Ce travail avait été lancé au mois de janvier en réponse aux manifestations agricoles. Il a abouti à plus de vingt recommandations sur la simplification administrative, les aides de la Pac, la politique commerciale de l’UE, la place de l’élevage ou encore l’étiquetage. Il en ressort, selon le président des travaux, « une vision globale pour les quinze prochaines années afin de réconcilier agriculture et nature ». Résultat : pas une révolution (les propositions concernant la Pac par exemple sont très proches de ce qu’aurait dû être la dernière réforme), mais pas non plus la remise en cause que craignaient certains des objectifs environnementaux pris par l’UE ces dernières années. Il s’agit plutôt de changer de méthode après cinq années de tensions avec le vice-président de la Commission européenne chargé du Green deal Frans Timmermans.

Des aides mieux ciblées

Sur la Pac, il est notamment proposé de mieux cibler les aides vers les exploitations qui en ont le plus besoin en s’écartant, sans les abandonner, des soutiens à l’hectare : petits producteurs, jeunes agriculteurs, nouveaux entrants dans le secteur, zones soumises à des contraintes naturelles, exploitations mixtes… Les conclusions précisent que les aides publiques devront être basées sur la viabilité économique des agriculteurs, qui doit être démontrée par une méthodologie standardisée. Un groupe de travail indépendant composé d’experts en politique sociale, en économie et en agronomie devrait être mandaté pour définir les critères les plus appropriés. Un système de paiements environnementaux ciblés et axés sur les résultats, proches de ce qu’auraient dû être les écorégimes de la Pac actuelles, est proposé. Les conclusions soulignent que : les paiements rémunérateurs devront être conditionnés à des résultats quantifiables mesurés par des indicateurs solides. En toile de fond de ces réflexions : la perspective d’une adhésion de l’Ukraine à l’UE qui pourrait ponctionner une part importante des fonds de la Pac si le dispositif n’est pas revu

Un verdissement réellement simplifié

« Pour lutter contre la surcharge administrative » qui a accompagné les mesures de verdissement de la Pac introduites depuis quelques années, « nous proposons un système de jalon pour mesurer avec des indicateurs faciles à mettre en œuvre la transformation socioécologique de l’agriculture », résume le président du Dialogue stratégique. Il est proposé que la Commission européenne établisse un système de référence qui harmonisera les méthodologies d’évaluation de la durabilité dans les exploitations agricoles (avec des objectifs, des principes, des outils de suivi et de vérification communs). Ce système devrait d’abord se concentrer sur l’évaluation comparative de l’agriculture et pourrait être étendu ultérieurement à l’ensemble du système agroalimentaire. Les parties prenantes souhaitent également la création d’un fonds de restauration de la nature financé en dehors de la Pac qui devrait soutenir les objectifs de la législation en la matière qui vient d’entrer en vigueur.
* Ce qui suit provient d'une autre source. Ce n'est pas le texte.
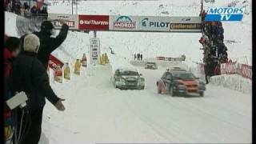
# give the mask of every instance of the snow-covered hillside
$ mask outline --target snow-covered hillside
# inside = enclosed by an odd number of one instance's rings
[[[71,13],[71,3],[68,1],[49,2],[50,13]],[[215,4],[206,3],[205,7],[227,6],[232,2],[235,1],[216,0]],[[234,60],[239,58],[238,61],[244,62],[242,57],[246,55],[251,63],[251,1],[246,2],[234,2],[238,6],[248,4],[248,15],[244,16],[242,22],[223,22],[224,37],[230,58],[234,58]],[[78,13],[83,14],[198,16],[199,10],[198,0],[82,1],[78,5]],[[15,14],[6,13],[8,35],[18,36],[15,20]],[[145,70],[130,62],[134,53],[142,53],[145,58],[160,55],[178,57],[185,54],[186,62],[183,64],[197,71],[194,62],[202,58],[198,42],[201,34],[98,32],[97,34],[102,51],[108,54],[111,65],[93,66],[90,71],[82,68],[80,76],[72,73],[71,81],[64,81],[62,84],[51,81],[56,94],[66,99],[66,111],[59,112],[46,102],[39,144],[251,142],[250,94],[220,86],[216,78],[214,82],[218,86],[207,85],[203,98],[158,94],[156,81],[166,67]],[[92,37],[91,32],[69,31],[63,44],[53,54],[70,62],[73,71],[75,60],[81,58],[83,53],[88,55],[89,39]],[[110,46],[116,54],[110,53]],[[113,70],[120,66],[137,68],[145,78],[145,90],[114,89],[110,77]],[[218,79],[222,78],[225,79]],[[246,85],[250,86],[251,82]]]
[[[71,4],[68,1],[49,2],[52,4],[49,7],[50,13],[71,13]],[[251,1],[216,1],[214,4],[205,3],[204,7],[227,6],[234,2],[237,2],[238,6],[246,7],[246,13],[242,22],[223,22],[225,44],[228,47],[229,58],[245,63],[246,57],[251,65]],[[200,1],[198,0],[82,1],[78,5],[78,14],[198,16],[200,6]],[[74,9],[75,12],[75,6]],[[157,55],[178,57],[184,54],[190,60],[198,62],[202,58],[202,51],[199,50],[202,46],[198,42],[201,34],[98,32],[98,37],[101,39],[102,50],[107,50],[109,46],[114,46],[116,53],[126,58],[142,52],[145,58]]]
Une méthode équivalente est proposée pour ce qui est de la réduction des émissions du secteur. Enfin, la révision de la législation sur le bien-être animal n’est pas remise en cause mais il est précisé que celle-ci devrait tenir compte de l’impact socio-économique pour les agriculteurs et les acteurs de l’agroalimentaire, et que la Commission devrait fournir les moyens et les délais appropriés pour que le marché s’adapte aux changements sans augmentation des coûts. Dans le cadre de cette révision de la législation sur le bien-être animal, un système d’étiquetage du bien-être animal à plusieurs niveaux à l’échelle de l’UE, incluant tous les produits carnés et laitiers primaires et transformés de l’UE est également souhaité.

Cohérence sur le commerce

Enfin, c’était là encore une des principales revendications des agriculteurs descendus dans les rues cet hiver : la cohérence entre les politiques agricoles et commerciales. « Nous demandons une évaluation d’impact avant les négociations commerciales pour rééquilibrer le poids de l’agriculture vis-à-vis d’autres secteurs, l’industrie automobile par exemple ». Il est proposé de comparer les performances des secteurs agricoles de l’UE et de ses concurrents en utilisant les critères de référence scientifiques définis dans le cadre de la Pac pour établir des conditions de concurrence équitables. Et les parties prenantes ajoutent qu’il est essentiel que les différents services de la Commission soient impliqués à toutes les étapes des négociations commerciales.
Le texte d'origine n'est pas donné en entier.